I am working Exercise 4.1.5 on Durrett $3^{rd}$, which states as follows:
Give an example on $\Omega=\{a,b,c\}$ in which $$\mathbb{E}(\mathbb{E}(X|\mathcal{F}_{1})|\mathcal{F}_{2})\neq\mathbb{E}(\mathbb{E}(X|\mathcal{F}_{2})|\mathcal{F}_{1}).$$
I know that to achieve this, we need $\mathcal{F}_{1}$ and $\mathcal{F}_{2}$ not including each other, otherwise if $\mathcal{F}_{1}\subset\mathcal{F}_{2}$, then both side will be $\mathbb{E}(X|\mathcal{F}_{1})$, since the smaller $\sigma-$algebra always wins.
So I did this:
$\Omega:=\{a,b,c\}$, and consider $$\mathcal{F}_{1}:=\sigma(\{a\})=\Big\{\varnothing, \{a,b,c\}, \{a\}, \{b,c\}\Big\},$$ $$\mathcal{F}_{2}:=\sigma(\{b\})=\Big\{\varnothing, \{a,b,c\}, \{b\}, \{a,c\}\Big\}.$$
Then I need to compute $\mathbb{E}(X|\mathcal{F}_{1})$, but how could I compute this? I tried to wikipedia this but it seems that it does not give a general way to compute conditional expectation with condition upon a $\sigma-$algebra.
Do I directly plug in $\mathbb{E}(X(a)|\mathcal{F}_{1})$? Then do I need to assign values to $X(a), X(b)$ and $X(c)$?
Thank you!
Recall that the conditional expectation $\mathbb{E}(X \mid \mathcal{G})$ is measurable with respect to the sub $\sigma$-algebra $\mathcal{G}$. Consequently, it suffices to find a random variable $X$ such that
$$\mathbb{E} \big( \mathbb{E}(X \mid \mathcal{F}_1) \mid \mathcal{F}_2 \big)$$
is not $\mathcal{F}_1$-measurable. This implies, then, automatically that
$$\mathbb{E} \big( \mathbb{E}(X \mid \mathcal{F}_1) \mid \mathcal{F}_2 \big) \neq \mathbb{E} \big( \mathbb{E}(X \mid \mathcal{F}_2) \mid \mathcal{F}_1 \big). \tag{1}$$
(Just suppose that both conditional expectations were equal, then the left-hand side would be $\mathcal{F}_1$-measurable in contradiction to our choice of $X$.)
Take
$$X=m 1_{\{a\}} + M 1_{\{b,c\}}.$$
Clearly, $X$ is $\mathcal{F}_1$-measurable and so $\mathbb{E}(X \mid \mathcal{F}_1) = X$. To compute the conditional expectation wrt $\mathcal{F}_2$ we can use the following general statement.

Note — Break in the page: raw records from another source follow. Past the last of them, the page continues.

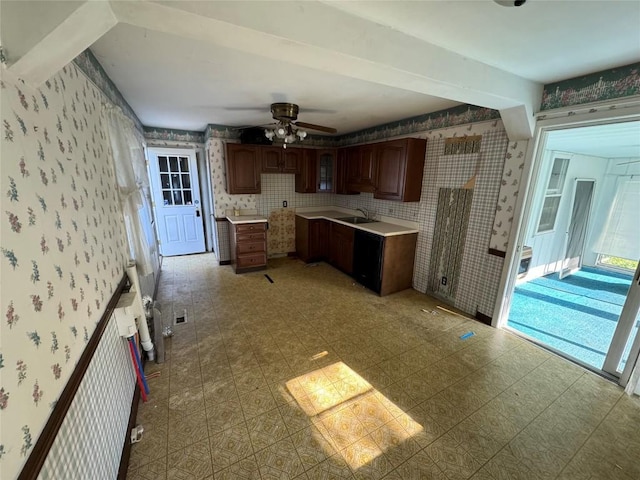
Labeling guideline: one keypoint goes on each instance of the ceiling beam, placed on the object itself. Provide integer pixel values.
(284, 31)
(348, 46)
(54, 39)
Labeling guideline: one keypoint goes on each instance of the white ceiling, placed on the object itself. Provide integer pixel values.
(349, 65)
(618, 140)
(175, 82)
(176, 73)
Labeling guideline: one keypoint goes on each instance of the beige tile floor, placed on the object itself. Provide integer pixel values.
(313, 377)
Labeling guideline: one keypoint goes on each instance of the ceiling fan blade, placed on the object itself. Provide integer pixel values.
(311, 126)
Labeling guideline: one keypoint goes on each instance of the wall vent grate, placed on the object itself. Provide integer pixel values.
(462, 145)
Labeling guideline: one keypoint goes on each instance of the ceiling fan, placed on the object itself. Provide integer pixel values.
(286, 128)
(287, 114)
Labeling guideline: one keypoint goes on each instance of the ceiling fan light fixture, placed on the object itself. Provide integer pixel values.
(286, 132)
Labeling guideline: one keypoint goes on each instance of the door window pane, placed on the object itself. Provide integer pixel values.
(549, 213)
(164, 180)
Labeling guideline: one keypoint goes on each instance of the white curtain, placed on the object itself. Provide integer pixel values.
(621, 234)
(133, 185)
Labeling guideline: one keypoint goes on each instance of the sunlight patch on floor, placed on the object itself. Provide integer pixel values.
(349, 415)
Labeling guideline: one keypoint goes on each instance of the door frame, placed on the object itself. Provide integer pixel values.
(151, 152)
(625, 111)
(561, 273)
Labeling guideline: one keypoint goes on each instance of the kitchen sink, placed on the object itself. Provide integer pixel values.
(356, 220)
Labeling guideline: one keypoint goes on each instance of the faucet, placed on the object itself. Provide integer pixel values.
(364, 211)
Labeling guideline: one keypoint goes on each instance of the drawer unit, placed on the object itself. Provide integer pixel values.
(251, 227)
(248, 246)
(251, 247)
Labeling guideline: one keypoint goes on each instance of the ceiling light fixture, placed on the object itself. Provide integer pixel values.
(510, 3)
(286, 132)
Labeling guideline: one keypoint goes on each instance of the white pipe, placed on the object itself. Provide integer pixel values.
(143, 330)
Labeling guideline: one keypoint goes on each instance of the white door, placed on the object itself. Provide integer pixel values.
(625, 344)
(577, 229)
(176, 194)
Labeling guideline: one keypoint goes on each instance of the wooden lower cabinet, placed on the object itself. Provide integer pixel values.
(312, 239)
(319, 239)
(341, 247)
(248, 246)
(397, 263)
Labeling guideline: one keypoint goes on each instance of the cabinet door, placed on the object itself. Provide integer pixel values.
(326, 161)
(306, 176)
(352, 159)
(243, 168)
(271, 159)
(340, 176)
(341, 247)
(367, 166)
(318, 238)
(391, 162)
(290, 160)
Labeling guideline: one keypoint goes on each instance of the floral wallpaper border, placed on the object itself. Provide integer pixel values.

Since $\mathcal{F}_2=\sigma(F_1,F_2)$ for $F_1=\{b\}$, $F_2=\{a,c\}$, we get
\begin{align*} \mathbb{E}(X \mid \mathcal{F}_2) &=\frac{ \mathbb{E}(X 1_{\{b\}})}{\mathbb{P}(\{b\})} 1_{\{b\}} + \frac{\mathbb{E}(X 1_{\{a,c\}})}{\mathbb{P}(\{a,c\})} 1_{\{a,c\}} \\ &= M 1_{\{b\}} + \frac{m \mathbb{P}(\{a\})+M \mathbb{P}(\{c\})}{\mathbb{P}(\{a,c\})} 1_{\{a,c\}}.\end{align*}
Since $\{b\} \notin \mathcal{F}_1$, this fails to be $\mathcal{F}_1$-measurable if, say, $M>0$. Consequently, we can simply take
$$X = M 1_{\{b,c\}}$$
and, by construction, this random variable satisfies $(1)$.